Using the Better Money Habits video What’s the Difference Between a Credit Report and a Credit Score? , this lesson explains the differences between credit reports and credit scores. It is designed to be used as either an introduction to, or a review of, Lesson 13: Applying for Credit in Financial Fitness for Life, Grades 9-12 . It includes basic information on credit scores, the three credit reporting agencies, and the importance of monitoring your credit history. The video is about 3 minutes, and this activity takes one 45 minute class period to complete.
Financial Fitness for Life is a comprehensive personal finance curriculum for K-12 students that teaches students how to make thoughtful, well-informed decisions about important aspects of personal finance, such as earning income, spending, saving, borrowing, investing, and managing money. Visit CEE’s Financial Fitness for Life website for more information on the publication and how to purchase it.
- Explain the differences between credit scores and credit reports.
- Identity the three credit reporting agencies.
- List the five components of a credit score.
- Compute the debt to credit ratio.
- Tell students to imagine they are applying for a job or a scholarship at the local university. Ask them to name some of the qualities potential employers or scholarship committees would use to evaluate them. Put the list on the board and discuss the answers, asking students to explain why they are important to consider.

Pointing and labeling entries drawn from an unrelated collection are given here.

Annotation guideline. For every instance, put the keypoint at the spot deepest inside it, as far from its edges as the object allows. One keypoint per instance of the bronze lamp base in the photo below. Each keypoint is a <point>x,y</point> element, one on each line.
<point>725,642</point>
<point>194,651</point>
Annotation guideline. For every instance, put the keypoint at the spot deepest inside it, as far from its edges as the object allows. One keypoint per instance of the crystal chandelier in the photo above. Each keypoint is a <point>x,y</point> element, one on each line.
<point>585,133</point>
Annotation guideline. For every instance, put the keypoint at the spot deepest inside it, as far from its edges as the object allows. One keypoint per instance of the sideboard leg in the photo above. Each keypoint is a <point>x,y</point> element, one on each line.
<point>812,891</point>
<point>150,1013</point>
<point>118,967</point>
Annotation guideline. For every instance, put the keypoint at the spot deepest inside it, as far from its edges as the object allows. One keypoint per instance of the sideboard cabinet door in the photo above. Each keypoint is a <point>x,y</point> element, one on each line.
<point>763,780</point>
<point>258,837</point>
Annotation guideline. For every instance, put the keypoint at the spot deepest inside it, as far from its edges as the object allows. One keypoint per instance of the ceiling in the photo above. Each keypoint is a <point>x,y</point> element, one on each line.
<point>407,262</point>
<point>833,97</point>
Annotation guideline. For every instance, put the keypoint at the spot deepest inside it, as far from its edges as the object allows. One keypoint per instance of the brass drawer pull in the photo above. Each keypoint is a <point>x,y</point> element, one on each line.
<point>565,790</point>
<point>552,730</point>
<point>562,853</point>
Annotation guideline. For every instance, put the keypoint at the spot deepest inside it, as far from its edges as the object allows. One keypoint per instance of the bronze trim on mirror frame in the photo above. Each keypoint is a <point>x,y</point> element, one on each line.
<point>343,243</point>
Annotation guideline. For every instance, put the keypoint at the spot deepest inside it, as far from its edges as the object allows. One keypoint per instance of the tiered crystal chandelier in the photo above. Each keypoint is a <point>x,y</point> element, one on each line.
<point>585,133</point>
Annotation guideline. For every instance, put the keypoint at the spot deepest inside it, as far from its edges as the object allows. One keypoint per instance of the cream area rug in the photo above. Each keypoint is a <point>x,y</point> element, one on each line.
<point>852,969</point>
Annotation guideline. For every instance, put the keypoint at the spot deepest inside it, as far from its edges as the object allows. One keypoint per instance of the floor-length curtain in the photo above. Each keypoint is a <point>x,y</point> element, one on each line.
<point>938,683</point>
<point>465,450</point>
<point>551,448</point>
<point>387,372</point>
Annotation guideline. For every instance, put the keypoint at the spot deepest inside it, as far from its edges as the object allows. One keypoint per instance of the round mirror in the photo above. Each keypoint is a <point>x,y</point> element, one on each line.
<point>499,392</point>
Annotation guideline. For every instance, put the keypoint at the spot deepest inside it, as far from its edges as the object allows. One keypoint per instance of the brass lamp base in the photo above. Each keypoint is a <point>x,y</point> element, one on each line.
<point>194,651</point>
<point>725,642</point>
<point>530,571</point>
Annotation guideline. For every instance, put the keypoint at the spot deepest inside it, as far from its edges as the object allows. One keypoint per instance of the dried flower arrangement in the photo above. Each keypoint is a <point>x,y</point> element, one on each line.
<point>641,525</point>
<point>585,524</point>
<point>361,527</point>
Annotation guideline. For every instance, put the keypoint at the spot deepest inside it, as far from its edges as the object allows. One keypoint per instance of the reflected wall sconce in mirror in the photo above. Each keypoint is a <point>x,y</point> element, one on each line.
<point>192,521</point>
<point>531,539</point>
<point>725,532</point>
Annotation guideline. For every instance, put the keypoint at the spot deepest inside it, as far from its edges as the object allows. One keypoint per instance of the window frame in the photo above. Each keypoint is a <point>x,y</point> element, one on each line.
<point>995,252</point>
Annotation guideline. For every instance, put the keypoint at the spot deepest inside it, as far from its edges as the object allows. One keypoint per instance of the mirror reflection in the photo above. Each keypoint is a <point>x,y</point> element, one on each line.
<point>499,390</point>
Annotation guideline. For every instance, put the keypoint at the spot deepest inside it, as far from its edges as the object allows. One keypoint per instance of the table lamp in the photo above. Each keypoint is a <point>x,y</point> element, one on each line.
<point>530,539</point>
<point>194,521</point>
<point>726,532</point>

- Tell students to imagine they are applying for a loan to buy a car or for a college education. Ask them to name some of the qualities potential lenders would use to evaluate them as a borrower. Put that list on the board and compare it with the list in Procedure 1. Encourage students to discuss the importance of having good character, whether applying for a loan or applying for a job or scholarship. Remind them that people use various ways to determine what type of person we are, and many of those decisions are made by people who do not know us personally.
- Use this discussion to introduce the video. Tell them this video will help explain credit scores and credit reports, two important parts of their credit history. Distribute copies of Handout 7.1 for students to complete while watching the video.
- Show the video. After watching the video, review the student answers to Handout 7.1 and answer any questions students may have. (Note: You may want to collect Handout 7.1 or allow them to use it as a guide to answer questions on Handout 7.2.)
- Put students in small groups. Distribute copies of Handout 7.2. Tell students they are going to discuss what they learned in the video by answering the questions on Handout 7.2.
- After they have completed Handout 7.2, have each group prepare a poster with information about credit scores and credit reports to hang up in the classroom.
To summarize this lesson, review the information included on their posters and discuss any additional questions they have about the importance of a good credit history.
Distribute copies of the Better Money Habits poster Your Credit Score: How It’s Calculated for students to use with this lesson.
Refer to Procedure 6, with the poster activity serving as the assessment.